Hoewel het grootste deel van de energie opgeslokt wordt door de motor, is er ook nog een systeem met een lagere spanning. De energie voor de boordcomputer, communicatie, displays, knoppen en verlichting wordt door een omvormer uit de accu verkregen. Dat de auto's verlichting hebben, zal misschien verbazen, maar dat moet omdat de auto's op de openbare weg rijden en aan bepaalde eisen moeten voldoen.
Dan wordt het zaak om al die eisen in te bouwen in een carrosserie die extreem gestroomlijnd is, nog een reden waarom een asymmetrisch model handig is. Er hoeft dan in het midden geen extra ruimte gemaakt te worden voor de bestuurder; die kan gewoon in de doorlopende wielkast plaatsnemen. Uiteindelijk is de luchtweerstand van de auto's vergelijkbaar met die van een flinke buitenspiegel van een auto. De carrosserie van de zonneauto's bestaat hoofdzakelijk uit een composiet van koolstofvezel en schuim, en verder uit aluminium onderdelen voor zaken als de wielophanging. De drie teams maken allemaal gebruik van zowel beproefde technieken als de modernste varianten.
Solar Team Twente
Het Solar Team Twente presenteerde de Red One op 8 augustus in het Fanny Blankers-Koen-stadion in Hengelo, op een steenworp van de Universiteit Twente, en Tweakers was daarbij. In de schaduw staat, enigszins verdekt opgesteld, de nieuwe Red One met een van de twee coureurs voor deze Challenge erin, nog zonder zonnepanelen en met zo weinig mogelijk van de techniek zichtbaar. Journalisten en crewleden staan om de auto heen. Veel meer dan foto's schieten gaat niet lukken, want niemand laat nog wat los over de zaken die niet zichtbaar zijn en die misschien wel bijdragen aan de kans op de overwinning.

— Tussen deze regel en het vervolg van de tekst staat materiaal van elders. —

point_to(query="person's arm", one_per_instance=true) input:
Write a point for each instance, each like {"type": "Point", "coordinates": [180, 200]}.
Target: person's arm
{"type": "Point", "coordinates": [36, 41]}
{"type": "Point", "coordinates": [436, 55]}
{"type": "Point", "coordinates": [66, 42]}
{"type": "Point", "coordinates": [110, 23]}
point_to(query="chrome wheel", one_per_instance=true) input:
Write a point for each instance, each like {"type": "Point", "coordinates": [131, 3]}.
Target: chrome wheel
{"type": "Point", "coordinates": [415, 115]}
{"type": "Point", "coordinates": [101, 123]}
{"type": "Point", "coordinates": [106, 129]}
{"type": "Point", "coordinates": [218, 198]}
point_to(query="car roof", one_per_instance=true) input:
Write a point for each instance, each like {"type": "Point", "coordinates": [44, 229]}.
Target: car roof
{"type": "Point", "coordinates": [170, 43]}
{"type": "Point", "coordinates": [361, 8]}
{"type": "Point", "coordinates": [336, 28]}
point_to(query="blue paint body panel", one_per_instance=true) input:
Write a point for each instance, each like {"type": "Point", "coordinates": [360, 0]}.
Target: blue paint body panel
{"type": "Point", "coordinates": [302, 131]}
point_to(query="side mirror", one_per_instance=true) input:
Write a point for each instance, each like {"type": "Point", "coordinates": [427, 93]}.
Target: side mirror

Op het parcours staat de auto uit 2011 van het Twentse team, de 21 Connect. Geïnteresseerden mogen erin zitten en een rondje rijden. De 21 Connect zit best comfortabel, maar dat is schijn, verzekert Jeroen Houwers aan Tweakers, een van de oudgedienden van het Solar Team ons. "Als de kap eroverheen zit, heb je niet veel ruimte meer en je zit ook nog eens vier uur achter elkaar in de brandende zon. Het wordt dan makkelijk vijftig graden onder de kap."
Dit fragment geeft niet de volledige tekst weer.